Jednak Kanadyjczyk Gord Young z grupy entuzjastów historii Lakefield Heritage Research, twierdzi, że udało mu się częściowo rozszyfrować wiadomość przy użyciu księgi szyfrów stosowanych przez artylerzystów w I wojnie światowej. XO2 jego zdaniem to kryptonim dowództwa bombowców RAF w miejscowości High Wycombe, a pod wiadomością podpisał się sierżant William Stott.

Brytyjscy specjaliści: meldunki nie można odcyfrować

Specjaliści GCHQ trwają przy ocenie, że meldunku nie można odcyfrować, ale ogłosili, że chętnie zapoznają się z ustaleniami Younga - podaje portal BBC News.

Jednocześnie "Daily Telegraph" ustalił, że 27-letni spadochroniarz nazwiskiem Stott był zrzucony do okupowanej Normandii na tyły wroga w misji zwiadowczej, której celem była ocena potencjału sił niemieckich. Żołnierz ten zginął kilka tygodni później w walkach.

W czasie inwazji Normandii (od 6 czerwca do końca sierpnia 1944 r.) brytyjski premier Winston Churchill wprowadził zakaz łączności radiowej.

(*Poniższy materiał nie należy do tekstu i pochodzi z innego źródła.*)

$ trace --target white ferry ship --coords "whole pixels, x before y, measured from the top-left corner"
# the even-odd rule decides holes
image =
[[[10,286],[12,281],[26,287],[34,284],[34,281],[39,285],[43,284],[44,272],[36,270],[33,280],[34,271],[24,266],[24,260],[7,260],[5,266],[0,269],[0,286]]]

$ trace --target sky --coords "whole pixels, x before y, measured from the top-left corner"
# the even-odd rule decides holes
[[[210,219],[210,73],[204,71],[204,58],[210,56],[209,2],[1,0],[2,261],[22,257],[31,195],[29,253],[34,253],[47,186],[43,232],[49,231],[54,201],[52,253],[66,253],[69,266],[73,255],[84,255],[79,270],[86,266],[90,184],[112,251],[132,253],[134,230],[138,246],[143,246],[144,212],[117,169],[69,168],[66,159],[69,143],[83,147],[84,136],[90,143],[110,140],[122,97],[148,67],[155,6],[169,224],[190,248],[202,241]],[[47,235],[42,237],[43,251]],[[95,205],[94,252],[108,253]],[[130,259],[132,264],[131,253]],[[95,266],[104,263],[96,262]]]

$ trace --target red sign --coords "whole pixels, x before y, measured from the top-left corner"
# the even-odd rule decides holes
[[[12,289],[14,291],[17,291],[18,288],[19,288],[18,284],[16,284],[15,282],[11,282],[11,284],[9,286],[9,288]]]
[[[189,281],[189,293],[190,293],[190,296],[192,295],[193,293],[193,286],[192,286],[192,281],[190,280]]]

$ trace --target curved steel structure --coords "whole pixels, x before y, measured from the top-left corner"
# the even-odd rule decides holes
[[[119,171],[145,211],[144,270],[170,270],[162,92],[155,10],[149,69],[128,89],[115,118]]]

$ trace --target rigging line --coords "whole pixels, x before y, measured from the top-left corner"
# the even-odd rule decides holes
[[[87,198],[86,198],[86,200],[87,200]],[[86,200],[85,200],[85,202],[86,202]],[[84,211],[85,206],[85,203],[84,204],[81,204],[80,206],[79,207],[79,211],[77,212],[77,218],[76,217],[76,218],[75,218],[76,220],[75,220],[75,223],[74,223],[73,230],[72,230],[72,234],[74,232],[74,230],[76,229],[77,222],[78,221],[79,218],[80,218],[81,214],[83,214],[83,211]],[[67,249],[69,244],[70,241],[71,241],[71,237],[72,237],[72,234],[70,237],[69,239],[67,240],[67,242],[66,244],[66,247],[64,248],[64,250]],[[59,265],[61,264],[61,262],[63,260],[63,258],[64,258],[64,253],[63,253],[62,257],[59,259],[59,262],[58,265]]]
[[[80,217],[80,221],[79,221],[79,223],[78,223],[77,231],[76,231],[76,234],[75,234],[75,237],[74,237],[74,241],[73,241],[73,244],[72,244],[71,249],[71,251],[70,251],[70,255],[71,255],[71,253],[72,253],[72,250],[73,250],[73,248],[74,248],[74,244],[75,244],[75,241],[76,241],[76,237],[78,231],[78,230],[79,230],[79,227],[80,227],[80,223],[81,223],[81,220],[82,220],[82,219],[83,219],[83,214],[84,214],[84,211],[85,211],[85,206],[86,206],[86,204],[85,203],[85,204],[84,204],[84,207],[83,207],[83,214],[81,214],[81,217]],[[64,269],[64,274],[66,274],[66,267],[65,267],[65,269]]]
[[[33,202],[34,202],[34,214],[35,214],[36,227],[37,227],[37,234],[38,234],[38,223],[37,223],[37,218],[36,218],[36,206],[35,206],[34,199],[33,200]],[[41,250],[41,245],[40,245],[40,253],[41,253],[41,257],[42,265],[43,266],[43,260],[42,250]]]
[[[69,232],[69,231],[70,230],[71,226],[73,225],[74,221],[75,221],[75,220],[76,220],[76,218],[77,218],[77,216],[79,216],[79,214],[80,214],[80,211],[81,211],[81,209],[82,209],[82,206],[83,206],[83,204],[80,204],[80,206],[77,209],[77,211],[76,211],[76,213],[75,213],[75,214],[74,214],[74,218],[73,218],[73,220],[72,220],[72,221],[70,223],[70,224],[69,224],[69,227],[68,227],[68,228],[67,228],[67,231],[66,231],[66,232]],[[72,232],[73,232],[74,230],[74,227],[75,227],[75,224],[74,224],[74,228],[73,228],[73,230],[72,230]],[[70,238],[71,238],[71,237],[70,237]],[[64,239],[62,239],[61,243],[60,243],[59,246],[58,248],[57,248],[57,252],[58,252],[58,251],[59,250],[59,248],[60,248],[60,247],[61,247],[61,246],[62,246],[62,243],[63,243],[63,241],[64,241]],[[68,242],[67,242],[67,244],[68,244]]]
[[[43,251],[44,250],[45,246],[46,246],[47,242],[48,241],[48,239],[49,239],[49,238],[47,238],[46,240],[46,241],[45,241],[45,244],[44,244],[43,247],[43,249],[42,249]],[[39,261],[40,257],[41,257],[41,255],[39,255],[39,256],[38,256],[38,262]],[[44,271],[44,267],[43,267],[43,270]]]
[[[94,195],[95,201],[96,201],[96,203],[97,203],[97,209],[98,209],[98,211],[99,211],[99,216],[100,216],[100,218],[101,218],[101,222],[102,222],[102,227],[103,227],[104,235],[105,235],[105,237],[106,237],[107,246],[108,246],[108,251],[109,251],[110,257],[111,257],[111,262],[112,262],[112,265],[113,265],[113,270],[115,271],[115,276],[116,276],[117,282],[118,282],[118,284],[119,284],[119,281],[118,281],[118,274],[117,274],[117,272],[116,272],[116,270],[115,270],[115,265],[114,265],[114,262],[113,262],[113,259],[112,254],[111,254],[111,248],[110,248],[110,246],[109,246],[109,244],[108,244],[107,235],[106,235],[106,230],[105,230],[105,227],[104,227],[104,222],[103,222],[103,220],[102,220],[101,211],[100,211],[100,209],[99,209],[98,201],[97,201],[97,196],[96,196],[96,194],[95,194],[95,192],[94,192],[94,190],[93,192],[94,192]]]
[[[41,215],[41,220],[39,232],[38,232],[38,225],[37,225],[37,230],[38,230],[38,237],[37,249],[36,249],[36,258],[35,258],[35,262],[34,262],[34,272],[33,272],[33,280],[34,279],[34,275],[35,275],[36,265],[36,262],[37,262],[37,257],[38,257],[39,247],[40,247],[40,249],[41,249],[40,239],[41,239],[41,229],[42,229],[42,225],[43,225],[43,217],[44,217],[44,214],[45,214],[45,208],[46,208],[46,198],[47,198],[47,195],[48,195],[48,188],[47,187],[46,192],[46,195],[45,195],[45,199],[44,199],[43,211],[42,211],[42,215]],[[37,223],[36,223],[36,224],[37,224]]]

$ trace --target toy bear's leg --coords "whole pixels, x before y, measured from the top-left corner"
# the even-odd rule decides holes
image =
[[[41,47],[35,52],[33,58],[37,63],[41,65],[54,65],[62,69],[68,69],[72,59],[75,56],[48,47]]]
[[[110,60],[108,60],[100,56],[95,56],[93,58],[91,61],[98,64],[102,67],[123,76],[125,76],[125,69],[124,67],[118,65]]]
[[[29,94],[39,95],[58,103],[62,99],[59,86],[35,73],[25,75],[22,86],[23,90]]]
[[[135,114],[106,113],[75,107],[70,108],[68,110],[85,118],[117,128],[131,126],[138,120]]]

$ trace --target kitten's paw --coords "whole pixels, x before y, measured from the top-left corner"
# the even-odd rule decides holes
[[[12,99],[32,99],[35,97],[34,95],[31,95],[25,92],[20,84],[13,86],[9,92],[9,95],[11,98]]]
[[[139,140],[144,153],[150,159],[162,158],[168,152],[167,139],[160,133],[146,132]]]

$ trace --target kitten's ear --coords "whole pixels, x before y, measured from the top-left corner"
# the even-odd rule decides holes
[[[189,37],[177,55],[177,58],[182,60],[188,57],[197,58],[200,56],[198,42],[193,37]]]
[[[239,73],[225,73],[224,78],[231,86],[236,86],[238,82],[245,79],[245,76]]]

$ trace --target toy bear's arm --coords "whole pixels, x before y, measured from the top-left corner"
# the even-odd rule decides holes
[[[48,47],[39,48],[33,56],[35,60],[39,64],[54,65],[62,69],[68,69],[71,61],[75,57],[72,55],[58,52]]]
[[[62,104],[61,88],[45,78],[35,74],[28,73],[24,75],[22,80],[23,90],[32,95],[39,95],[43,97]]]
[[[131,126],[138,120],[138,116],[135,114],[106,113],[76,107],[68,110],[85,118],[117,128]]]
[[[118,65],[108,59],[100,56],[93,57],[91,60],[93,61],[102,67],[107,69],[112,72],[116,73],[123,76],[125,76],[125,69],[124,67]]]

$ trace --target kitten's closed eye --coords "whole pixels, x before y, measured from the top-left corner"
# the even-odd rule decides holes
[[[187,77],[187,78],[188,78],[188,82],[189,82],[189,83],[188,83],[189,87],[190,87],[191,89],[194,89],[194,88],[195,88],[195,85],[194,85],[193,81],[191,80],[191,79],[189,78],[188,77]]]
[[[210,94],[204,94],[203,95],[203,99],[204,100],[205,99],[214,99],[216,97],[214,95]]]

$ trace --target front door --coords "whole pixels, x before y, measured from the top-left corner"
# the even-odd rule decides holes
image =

Zamiast radia siły alianckie używały gołębi pocztowych, które informowały dowództwo w Anglii o przebiegu operacji.

Brytyjczycy utworzyli do łączności Narodową Służbę Gołębią (National Pigeon Service), która liczyła 250 tys. ptaków. O gołębiach pocztowych sądzi się, że nawigują z pomocą ziemskich pól magnetycznych, mogą przebyć odległość do 1,5 tys. km. i lecieć z prędkością dochodzącą do 150 km na godzinę.

32 gołębie uhonorowano medalem Dickina - najwyższym brytyjskim odznaczeniem za męstwo zwierząt.